All cables that become loose — particularly new cables — are more susceptible to damage, including drum crush, outer armor wires being “milked” into a “birdcage” and reduced breaking strength. Importantly, the breaking strength of a normalized cable comes from all the inner and outer armor wires combined. When a cable becomes loose, the load is shifted from all wires to only the inner wires, which dramatically reduces the breaking strength as shown on the graph.

Tips to Prevent Damage to New Cables and Increase Cable Life 

At Forum, we understand that the following suggestions occur under ideal conditions, and in many operations, these suggestions may not be practical. However, it is important to understand that if employed, these practices will increase cable life.
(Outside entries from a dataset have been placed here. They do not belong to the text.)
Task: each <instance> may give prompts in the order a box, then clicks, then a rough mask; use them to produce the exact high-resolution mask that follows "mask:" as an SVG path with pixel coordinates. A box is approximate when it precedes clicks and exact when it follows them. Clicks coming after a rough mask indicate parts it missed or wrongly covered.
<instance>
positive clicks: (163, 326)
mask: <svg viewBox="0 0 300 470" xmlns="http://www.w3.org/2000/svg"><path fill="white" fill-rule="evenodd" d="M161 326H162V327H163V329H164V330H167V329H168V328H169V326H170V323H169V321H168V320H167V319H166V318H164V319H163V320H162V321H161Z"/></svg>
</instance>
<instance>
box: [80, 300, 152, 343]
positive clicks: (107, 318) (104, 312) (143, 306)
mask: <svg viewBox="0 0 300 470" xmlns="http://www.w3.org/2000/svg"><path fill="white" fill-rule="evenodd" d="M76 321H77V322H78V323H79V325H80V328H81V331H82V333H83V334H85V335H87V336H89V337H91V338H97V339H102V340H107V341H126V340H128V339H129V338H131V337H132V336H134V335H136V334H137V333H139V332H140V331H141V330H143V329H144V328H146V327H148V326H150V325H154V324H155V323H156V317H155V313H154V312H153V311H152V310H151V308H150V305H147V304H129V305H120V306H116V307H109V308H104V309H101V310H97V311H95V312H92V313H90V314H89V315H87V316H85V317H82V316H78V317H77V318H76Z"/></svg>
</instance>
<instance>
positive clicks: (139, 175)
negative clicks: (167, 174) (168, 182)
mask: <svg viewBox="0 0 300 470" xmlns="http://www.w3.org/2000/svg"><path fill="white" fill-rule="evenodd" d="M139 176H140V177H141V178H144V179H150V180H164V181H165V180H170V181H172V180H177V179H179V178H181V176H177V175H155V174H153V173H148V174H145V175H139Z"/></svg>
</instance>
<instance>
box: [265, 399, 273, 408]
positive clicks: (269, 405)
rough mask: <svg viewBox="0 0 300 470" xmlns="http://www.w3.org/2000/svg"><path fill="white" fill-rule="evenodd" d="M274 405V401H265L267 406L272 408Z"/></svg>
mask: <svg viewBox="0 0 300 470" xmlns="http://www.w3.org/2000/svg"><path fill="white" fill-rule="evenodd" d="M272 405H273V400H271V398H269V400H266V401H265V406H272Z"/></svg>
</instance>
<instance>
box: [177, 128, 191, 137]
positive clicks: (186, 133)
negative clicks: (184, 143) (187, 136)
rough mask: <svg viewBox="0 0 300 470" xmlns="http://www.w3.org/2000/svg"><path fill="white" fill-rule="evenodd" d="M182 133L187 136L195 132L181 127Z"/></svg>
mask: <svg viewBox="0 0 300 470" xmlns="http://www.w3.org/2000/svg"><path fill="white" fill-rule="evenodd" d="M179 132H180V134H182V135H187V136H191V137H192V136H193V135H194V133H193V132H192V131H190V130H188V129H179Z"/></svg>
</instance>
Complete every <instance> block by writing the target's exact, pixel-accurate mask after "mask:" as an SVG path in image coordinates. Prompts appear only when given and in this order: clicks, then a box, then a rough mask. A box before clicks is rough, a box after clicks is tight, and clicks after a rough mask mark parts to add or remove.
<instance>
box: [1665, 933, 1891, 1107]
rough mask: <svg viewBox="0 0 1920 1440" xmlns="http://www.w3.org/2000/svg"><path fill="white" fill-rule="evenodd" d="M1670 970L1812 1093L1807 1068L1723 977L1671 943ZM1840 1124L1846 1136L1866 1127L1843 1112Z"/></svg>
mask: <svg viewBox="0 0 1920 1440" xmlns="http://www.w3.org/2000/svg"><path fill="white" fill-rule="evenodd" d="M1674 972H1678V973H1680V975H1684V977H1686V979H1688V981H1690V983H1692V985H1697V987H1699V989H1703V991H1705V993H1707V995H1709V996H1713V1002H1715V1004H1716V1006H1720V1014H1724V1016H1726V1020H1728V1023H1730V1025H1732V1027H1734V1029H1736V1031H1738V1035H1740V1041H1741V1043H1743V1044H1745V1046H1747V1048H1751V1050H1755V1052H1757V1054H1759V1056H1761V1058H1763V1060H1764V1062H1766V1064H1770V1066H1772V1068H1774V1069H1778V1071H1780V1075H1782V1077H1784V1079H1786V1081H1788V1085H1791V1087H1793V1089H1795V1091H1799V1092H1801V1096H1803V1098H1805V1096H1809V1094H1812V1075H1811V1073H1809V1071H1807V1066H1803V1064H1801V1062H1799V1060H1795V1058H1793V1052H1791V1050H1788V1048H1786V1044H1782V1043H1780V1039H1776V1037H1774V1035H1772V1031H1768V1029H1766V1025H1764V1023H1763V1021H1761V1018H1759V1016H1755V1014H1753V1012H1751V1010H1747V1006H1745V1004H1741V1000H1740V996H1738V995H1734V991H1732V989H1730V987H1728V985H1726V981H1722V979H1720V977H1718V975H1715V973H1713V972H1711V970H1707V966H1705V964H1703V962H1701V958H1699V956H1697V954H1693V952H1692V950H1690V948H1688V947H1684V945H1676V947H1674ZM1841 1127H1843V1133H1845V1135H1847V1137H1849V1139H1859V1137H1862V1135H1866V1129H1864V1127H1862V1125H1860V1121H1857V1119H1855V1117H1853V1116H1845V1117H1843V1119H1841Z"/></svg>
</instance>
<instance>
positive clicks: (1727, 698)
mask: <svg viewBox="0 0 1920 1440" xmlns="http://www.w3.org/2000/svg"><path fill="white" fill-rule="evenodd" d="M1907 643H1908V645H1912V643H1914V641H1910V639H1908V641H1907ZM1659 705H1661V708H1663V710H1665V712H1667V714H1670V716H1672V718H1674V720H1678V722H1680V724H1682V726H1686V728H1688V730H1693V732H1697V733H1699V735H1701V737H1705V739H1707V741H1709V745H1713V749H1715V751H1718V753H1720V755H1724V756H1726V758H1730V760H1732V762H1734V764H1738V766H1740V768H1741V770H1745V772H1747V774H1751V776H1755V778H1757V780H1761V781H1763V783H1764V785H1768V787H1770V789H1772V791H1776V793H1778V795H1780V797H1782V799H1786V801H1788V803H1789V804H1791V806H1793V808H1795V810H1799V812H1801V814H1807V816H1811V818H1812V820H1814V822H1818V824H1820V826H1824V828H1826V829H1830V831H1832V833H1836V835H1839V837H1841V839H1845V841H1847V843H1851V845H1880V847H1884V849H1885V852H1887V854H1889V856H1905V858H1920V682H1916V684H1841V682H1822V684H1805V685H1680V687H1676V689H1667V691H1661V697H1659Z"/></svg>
 To allow a new cable to rotate and become “normalized,” it is important to choose the first operations carefully. Select operations with minimum mechanical drag downhole. There should be little or no packoff pressure required, and the hole should be fairly straight. In practice, boreholes are never straight, and the end of the cable is never completely free to rotate. It takes a new cable several trips in the hole to spin out and become normalized. Follow the same rules any time a new part of the cable comes off the drum for the first few times.

• Coming out of the hole, cable tension is increased due to friction and weight of the tool string. This higher tension will cause the cable to rotate and the outer armor to unwind. Line speed is a critical parameter. The faster the cable is run in the hole, the less tension it experiences. Coming out of the hole at high speeds creates increased tension and captures the cable in a loose condition. When going back in the hole, tension is reduced, and the cable will rotate to tighten the outer armor. To allow a cable to wind and unwind normally, good operating rules are:
• While going in the hole, do not allow the tension at any depth to fall below two-thirds of the static tension at that depth.
• Come out of the hole at a speed not greater than the speed that increases the tension by more than one and one-third of the static tension at that depth.
• When special operating conditions do not allow for normal cable speeds or when tight packoffs are needed, the cable will unwind and develop loose outer armor. To correct this condition, the cable should be taken to a cable service shop to have the armor tightened and post-formed. Otherwise, the cable’s ultimate breaking strength could be jeopardized.
• When running in the hole with new cables, stop every 1,000 to 2,000 feet (or whenever the customer permits) to allow the cable to regain tension and properly spin out. At this point, pull back 50 to 100 feet before running further into the well.
• Avoid deviated wells if possible until the cable is seasoned.
• Avoid any pressure with a hydraulic packoff and ensure the flow tubes have a minimum 0.004- to 0.006-inch clearance.